The logjam is because there are a significant number of players on the ballot who used, are linked to, or are rumored to have used performance enhancing drugs. But there’s no way to know who has and who hasn’t, let alone any rules for how to weigh the candidacies of admitted juicers. The only guidelines the rules of the Hall of Fame give are “Voting shall be based upon the player’s record, playing ability, integrity, sportsmanship, character, and contributions to the team(s) on which the player played.” Needless to say, this leaves a lot of room for interpretation. This ranges from one writer who won’t vote for anybody to others who ignore steroid use altogether.
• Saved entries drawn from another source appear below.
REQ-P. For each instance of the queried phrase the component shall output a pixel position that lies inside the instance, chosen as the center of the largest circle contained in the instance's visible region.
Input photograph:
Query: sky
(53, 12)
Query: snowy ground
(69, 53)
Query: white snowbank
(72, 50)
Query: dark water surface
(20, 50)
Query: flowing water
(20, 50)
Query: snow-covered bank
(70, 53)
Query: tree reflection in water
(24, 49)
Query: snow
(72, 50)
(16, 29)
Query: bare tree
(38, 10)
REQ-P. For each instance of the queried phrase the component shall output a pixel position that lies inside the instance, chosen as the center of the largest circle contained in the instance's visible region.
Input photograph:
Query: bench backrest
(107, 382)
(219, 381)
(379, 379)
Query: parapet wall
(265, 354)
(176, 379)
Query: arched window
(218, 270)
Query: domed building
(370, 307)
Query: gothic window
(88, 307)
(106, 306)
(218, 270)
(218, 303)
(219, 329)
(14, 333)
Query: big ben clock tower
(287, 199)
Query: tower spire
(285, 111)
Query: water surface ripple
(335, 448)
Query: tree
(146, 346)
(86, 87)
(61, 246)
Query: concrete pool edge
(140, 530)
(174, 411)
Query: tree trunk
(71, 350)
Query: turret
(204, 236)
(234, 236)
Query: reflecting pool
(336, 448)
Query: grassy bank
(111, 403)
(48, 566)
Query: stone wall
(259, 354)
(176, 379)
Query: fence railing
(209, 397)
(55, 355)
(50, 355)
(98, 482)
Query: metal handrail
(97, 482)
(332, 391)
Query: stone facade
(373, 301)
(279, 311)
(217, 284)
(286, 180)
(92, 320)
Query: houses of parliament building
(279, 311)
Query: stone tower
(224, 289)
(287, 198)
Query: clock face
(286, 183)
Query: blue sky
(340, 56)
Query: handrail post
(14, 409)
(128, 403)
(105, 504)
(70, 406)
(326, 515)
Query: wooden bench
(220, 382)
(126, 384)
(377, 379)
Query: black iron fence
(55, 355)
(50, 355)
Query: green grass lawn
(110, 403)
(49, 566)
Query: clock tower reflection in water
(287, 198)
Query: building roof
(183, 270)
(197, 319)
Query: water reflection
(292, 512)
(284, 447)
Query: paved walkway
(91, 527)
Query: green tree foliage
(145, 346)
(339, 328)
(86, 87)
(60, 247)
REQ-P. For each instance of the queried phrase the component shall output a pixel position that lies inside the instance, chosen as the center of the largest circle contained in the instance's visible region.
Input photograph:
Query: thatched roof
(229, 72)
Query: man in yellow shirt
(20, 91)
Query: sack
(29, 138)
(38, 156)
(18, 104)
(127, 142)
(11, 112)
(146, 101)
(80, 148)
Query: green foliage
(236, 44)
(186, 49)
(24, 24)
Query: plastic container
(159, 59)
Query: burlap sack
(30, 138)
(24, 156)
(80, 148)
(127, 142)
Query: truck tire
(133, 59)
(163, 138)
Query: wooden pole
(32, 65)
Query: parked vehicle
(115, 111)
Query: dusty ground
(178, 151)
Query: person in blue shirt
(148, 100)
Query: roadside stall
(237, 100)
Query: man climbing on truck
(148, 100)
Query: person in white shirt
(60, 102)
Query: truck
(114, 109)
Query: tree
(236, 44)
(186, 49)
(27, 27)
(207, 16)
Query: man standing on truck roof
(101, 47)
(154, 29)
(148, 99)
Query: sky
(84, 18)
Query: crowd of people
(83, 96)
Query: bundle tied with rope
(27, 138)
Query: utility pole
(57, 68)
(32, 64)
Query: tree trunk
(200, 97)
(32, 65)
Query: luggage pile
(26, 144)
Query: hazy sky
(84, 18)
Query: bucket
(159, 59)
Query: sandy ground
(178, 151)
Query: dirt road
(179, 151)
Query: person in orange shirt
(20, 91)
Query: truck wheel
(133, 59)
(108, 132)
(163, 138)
The problem is amplified because, while there were 36 total players on the ballot in 2014, voters can only support 10. Some of these players are guys like Armando Benitez, for whom even making the ballot is an achievement.

Two other players with plausible cases were whittled off the ballot. Jack Morris had spent the maximum 15 years on the writers’ ballot without receiving 75 percent. Morris’s candidacy had been the subject of columns ad infinitum because, while the statistical case wasn’t quite there to be made that he was a Hall of Famer, many writers felt that he was somehow worthy despite these flaws because of certain intangibles.
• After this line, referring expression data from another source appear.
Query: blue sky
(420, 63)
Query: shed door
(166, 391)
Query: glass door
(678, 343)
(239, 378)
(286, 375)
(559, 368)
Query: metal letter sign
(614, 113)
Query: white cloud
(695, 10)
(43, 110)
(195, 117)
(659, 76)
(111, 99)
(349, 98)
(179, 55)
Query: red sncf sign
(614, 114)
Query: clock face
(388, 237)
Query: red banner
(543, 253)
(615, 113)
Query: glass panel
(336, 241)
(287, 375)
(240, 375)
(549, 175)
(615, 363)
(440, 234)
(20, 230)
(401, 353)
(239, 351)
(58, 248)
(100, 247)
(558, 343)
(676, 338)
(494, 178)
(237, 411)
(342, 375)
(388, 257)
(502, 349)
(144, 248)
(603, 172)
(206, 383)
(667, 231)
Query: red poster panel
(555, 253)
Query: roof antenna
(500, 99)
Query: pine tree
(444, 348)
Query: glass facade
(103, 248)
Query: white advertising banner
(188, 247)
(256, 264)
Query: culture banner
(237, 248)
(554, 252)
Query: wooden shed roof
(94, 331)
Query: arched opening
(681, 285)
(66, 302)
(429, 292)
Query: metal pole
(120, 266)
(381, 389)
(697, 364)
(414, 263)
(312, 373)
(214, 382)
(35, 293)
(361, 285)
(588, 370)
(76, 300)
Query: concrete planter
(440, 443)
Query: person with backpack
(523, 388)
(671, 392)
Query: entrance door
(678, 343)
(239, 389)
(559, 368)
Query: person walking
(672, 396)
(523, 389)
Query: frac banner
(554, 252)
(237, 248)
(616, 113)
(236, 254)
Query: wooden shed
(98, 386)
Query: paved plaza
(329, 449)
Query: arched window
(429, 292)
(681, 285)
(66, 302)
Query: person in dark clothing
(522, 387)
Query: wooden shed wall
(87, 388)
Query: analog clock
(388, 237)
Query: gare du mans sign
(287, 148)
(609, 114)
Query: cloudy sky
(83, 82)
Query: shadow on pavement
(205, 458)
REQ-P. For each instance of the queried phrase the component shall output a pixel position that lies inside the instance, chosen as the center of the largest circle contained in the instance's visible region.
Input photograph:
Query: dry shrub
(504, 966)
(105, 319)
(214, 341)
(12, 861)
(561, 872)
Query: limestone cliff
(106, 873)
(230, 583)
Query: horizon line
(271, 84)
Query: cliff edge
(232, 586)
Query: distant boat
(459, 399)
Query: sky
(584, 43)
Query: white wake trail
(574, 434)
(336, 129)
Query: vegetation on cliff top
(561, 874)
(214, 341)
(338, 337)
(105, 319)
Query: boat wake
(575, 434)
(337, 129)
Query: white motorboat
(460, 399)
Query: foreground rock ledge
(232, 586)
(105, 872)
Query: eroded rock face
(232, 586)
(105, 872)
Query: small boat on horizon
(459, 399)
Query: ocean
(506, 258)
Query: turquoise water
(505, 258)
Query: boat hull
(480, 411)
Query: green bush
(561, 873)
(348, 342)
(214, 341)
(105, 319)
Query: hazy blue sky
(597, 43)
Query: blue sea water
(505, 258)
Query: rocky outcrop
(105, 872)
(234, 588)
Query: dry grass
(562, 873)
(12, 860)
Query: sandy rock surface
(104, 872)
The other was Rafael Palmeiro. The longtime first baseman for the Texas Rangers and Baltimore Orioles was one of four players in baseball history to accumulate more than 3,000 hits and hit more than 500 home runs. But, after finger wagging testimony before Congress where he bragged about not using steroids, he tested positive in 2005. To this day, Palmeiro insists that he never juiced and simply took a tainted vitamin shot. But that positive test, combined with a career during which he never excelled but instead was simply good enough that he could accumulate counting stats, hurt him with voters. He fell below the 5 percent threshold to stay on the ballot this year, booted off after four years.

Despite the culls, as many as 19 players this year could be plausibly and solemnly argued for, and 14 of them will be still be on the ballot next year along with a whole new class of players including Randy Johnson, Pedro Martinez, and John Smoltz.
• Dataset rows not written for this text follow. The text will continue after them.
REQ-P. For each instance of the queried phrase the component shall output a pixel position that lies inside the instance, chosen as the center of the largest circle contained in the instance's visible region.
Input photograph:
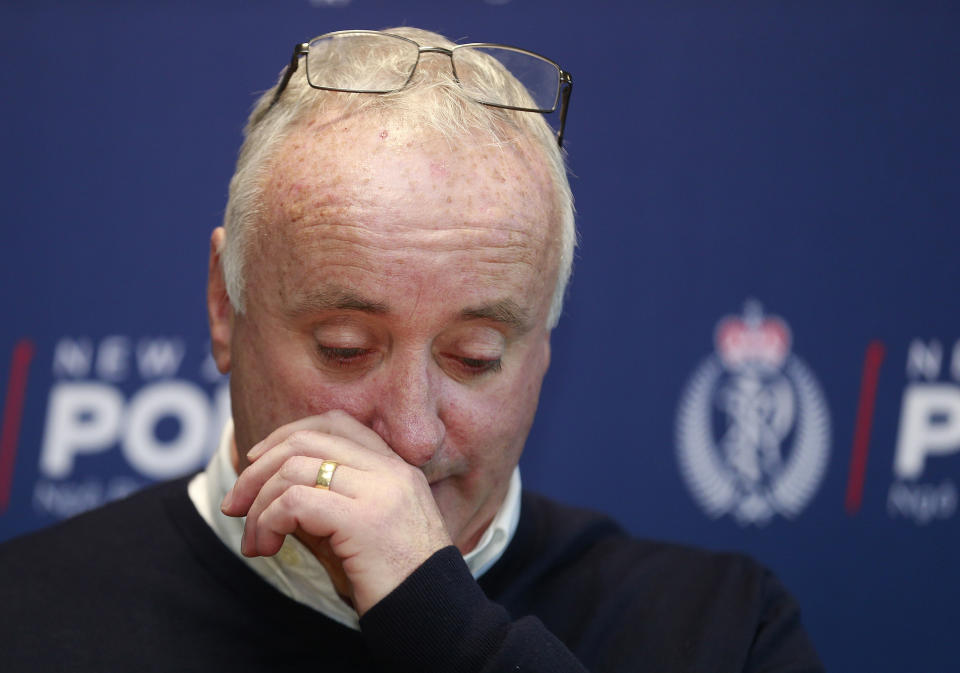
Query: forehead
(365, 186)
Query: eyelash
(341, 357)
(478, 366)
(345, 357)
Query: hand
(378, 518)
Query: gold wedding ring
(325, 475)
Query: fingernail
(255, 452)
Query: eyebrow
(334, 299)
(506, 312)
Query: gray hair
(433, 99)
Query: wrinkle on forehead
(344, 187)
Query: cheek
(489, 428)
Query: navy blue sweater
(145, 585)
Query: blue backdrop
(757, 182)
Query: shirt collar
(296, 572)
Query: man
(382, 295)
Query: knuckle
(293, 467)
(300, 438)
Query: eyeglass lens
(329, 67)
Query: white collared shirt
(294, 570)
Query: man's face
(406, 280)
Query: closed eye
(480, 366)
(342, 357)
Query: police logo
(753, 429)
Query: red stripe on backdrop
(12, 415)
(861, 437)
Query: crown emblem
(752, 340)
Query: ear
(219, 309)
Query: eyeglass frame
(564, 85)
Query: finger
(298, 471)
(319, 512)
(301, 443)
(334, 422)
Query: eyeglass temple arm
(298, 51)
(566, 82)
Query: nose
(407, 414)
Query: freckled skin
(426, 228)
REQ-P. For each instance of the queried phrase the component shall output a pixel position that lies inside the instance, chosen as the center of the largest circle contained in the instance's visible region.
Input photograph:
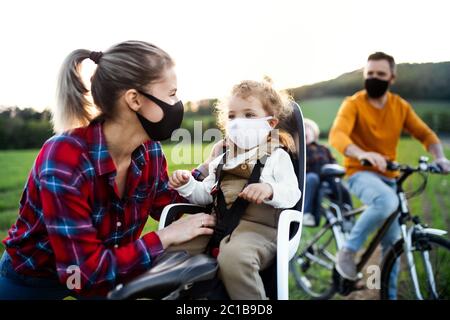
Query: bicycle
(423, 250)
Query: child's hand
(179, 178)
(257, 192)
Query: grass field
(433, 205)
(323, 110)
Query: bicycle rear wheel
(438, 249)
(312, 267)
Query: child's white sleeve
(198, 192)
(279, 173)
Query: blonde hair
(313, 125)
(127, 65)
(276, 104)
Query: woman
(92, 187)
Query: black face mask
(375, 87)
(171, 120)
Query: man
(368, 126)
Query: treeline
(29, 129)
(421, 81)
(24, 128)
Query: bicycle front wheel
(431, 256)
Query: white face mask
(248, 133)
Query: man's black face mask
(376, 88)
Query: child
(317, 155)
(253, 111)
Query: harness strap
(228, 219)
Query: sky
(215, 44)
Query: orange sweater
(377, 130)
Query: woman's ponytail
(72, 107)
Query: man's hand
(376, 159)
(444, 163)
(257, 192)
(179, 178)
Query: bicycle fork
(407, 248)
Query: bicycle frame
(409, 235)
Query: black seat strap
(228, 219)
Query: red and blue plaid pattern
(71, 214)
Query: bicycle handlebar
(423, 166)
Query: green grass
(433, 206)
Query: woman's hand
(179, 178)
(257, 192)
(187, 228)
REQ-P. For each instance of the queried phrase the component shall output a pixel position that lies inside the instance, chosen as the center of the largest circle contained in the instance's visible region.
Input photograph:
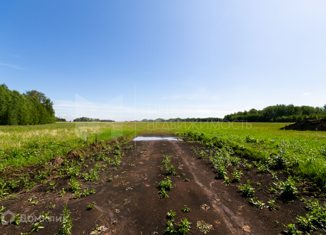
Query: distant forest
(278, 113)
(209, 119)
(85, 119)
(30, 108)
(57, 119)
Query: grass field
(275, 170)
(27, 145)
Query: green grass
(27, 145)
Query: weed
(163, 193)
(90, 207)
(185, 209)
(291, 230)
(170, 228)
(184, 226)
(203, 227)
(221, 172)
(259, 204)
(271, 205)
(236, 175)
(166, 184)
(247, 190)
(170, 215)
(66, 222)
(226, 181)
(36, 226)
(13, 197)
(306, 223)
(288, 188)
(63, 192)
(74, 185)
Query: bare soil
(308, 125)
(130, 204)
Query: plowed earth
(130, 203)
(308, 125)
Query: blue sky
(129, 60)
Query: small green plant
(221, 172)
(226, 181)
(171, 170)
(74, 185)
(259, 204)
(36, 226)
(307, 223)
(185, 209)
(291, 230)
(13, 197)
(78, 194)
(52, 185)
(66, 222)
(236, 175)
(272, 190)
(247, 166)
(163, 193)
(288, 188)
(51, 206)
(170, 228)
(271, 205)
(32, 200)
(63, 192)
(3, 189)
(247, 190)
(204, 227)
(13, 183)
(166, 184)
(90, 207)
(16, 219)
(170, 215)
(184, 226)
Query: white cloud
(17, 56)
(201, 94)
(11, 66)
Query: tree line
(86, 119)
(30, 108)
(278, 113)
(58, 119)
(209, 119)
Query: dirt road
(130, 203)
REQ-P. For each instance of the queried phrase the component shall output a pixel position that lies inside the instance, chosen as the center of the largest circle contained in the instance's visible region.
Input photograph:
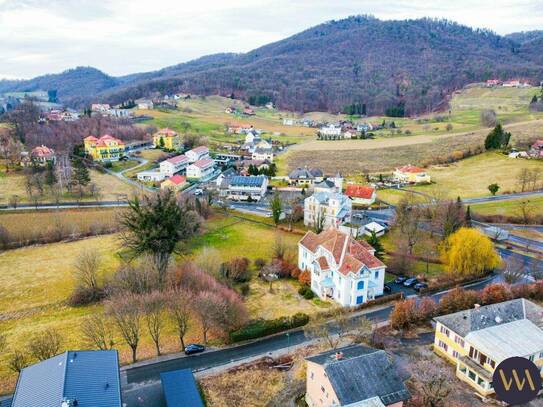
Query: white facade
(332, 209)
(342, 268)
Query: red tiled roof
(359, 191)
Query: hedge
(263, 327)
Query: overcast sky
(127, 36)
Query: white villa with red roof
(342, 268)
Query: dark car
(194, 348)
(420, 286)
(400, 279)
(410, 282)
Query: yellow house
(105, 148)
(412, 175)
(479, 339)
(168, 139)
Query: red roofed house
(361, 194)
(342, 268)
(411, 175)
The ten-vote maximum is likely to be changed for next year. After all, a number of writers are howling about it and it clearly serves as an obstacle in the current era of voting. But it doesn’t deal with biggest issues with the Hall of Fame. The multi-step process with baseball writers and then the Veterans Committee is model of obtuseness.

Entrusting the vote to newspaper writers may have made sense in 1936 when the Hall was founded but doesn’t 75 years later. Once writers have earned their vote, they get to keep it indefinitely. The result leads to laughable situations; three writers from have votes while the legendary Vin Scully, who has broadcast Dodgers games since they played in Brooklyn, does not.

The Baseball Hall of Fame inspires ardor and passion more than almost any other institution in the United States. Grown men who couldn’t name the most recent class enshrined in the football or basketball hall of fame can recite those first group inducted into Cooperstown in 1936 as easily as they can name their children (a task made easier if they have named their kids after Ty Cobb, Babe Ruth, Honus Wagner, Christy Mathewson or Walter Johnson). The fierce fights inspired over debates about the relative merits of Tim Raines or Jack Morris have ended friendships and inspired full-fledged political campaigns. The Hall of Fame has a responsibility to get the process right, not just for players worthy of induction who are currently left out, but to a nation of baseball fans. It needs a process that works and uniform approach towards players linked with PEDs. The lack of it deeply wounds the Hall.

Editor's Note: a previous version of this article said Palmeiro tested positive in 1995, not 2005.